Once loaded in the new Admin account, you can then go to the Users & Groups (or Accounts) system preferences and manage your previous accounts' administrative status. Usually if this account is no longer an administrator, you simply have to check the box to allow the user to administer the computer, but if this does not work, then your best bet is to try clearing the account's database entry and recreating it exactly as-is. To do this, first be sure you have a full backup of your system (e.g., with Time Machine) and then use the following steps:
- Delete the account, keeping all data and settings
Select the account and click the minus button to remove it. When you do this the system will prompt you with some options for how to handle the account's data and settings. At this prompt choose the option to not change the home folder and have it remain in the Users folder.
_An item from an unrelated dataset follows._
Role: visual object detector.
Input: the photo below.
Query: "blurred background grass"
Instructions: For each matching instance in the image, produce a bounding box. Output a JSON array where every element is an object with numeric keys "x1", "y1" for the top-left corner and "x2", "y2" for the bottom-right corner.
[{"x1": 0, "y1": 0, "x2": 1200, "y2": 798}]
- Check for the home folder
When the account has been deleted, go to the Macintosh HD > Users folder to ensure the home folder was left intact in the Users directory.
- Recreate the account The last step is to go back to the Users & Groups system preferences and create a new account but use the same user name as the previous account (ensure that the "short" name of the account matches the abandoned home folder in the /Users directory). When you do this, the system will detect the old abandoned home folder of the previously deleted account and inform you that a home folder already exists. You can then set the account to access this one so all of the previous accounts' settings and data are applied to the new account.
This method can be used to reset any administrative account status on any Mac system, and as a result you might be concerned that anyone can make these changes to your system. By default OS X does allow for this; however, there is a quick security measure you can take to prevent it and ensure that only you can perform these actions.
To prevent booting to alternative boot modes (e.g., Single User Mode), you simply have to enable a firmware password on your system. To do this, reboot to the OS X installation drive (be it a DVD or the Recovery HD partition in OS X Lion or later), choose your language when prompted, and then choose "Firmware Password" option in the Utilities menu. Use this tool to set a firmware password, and then nobody will be able to reset PRAM, boot to Safe Mode, Single User Mode, or to alternative boot drives unless they either disable the password or supply it when prompted.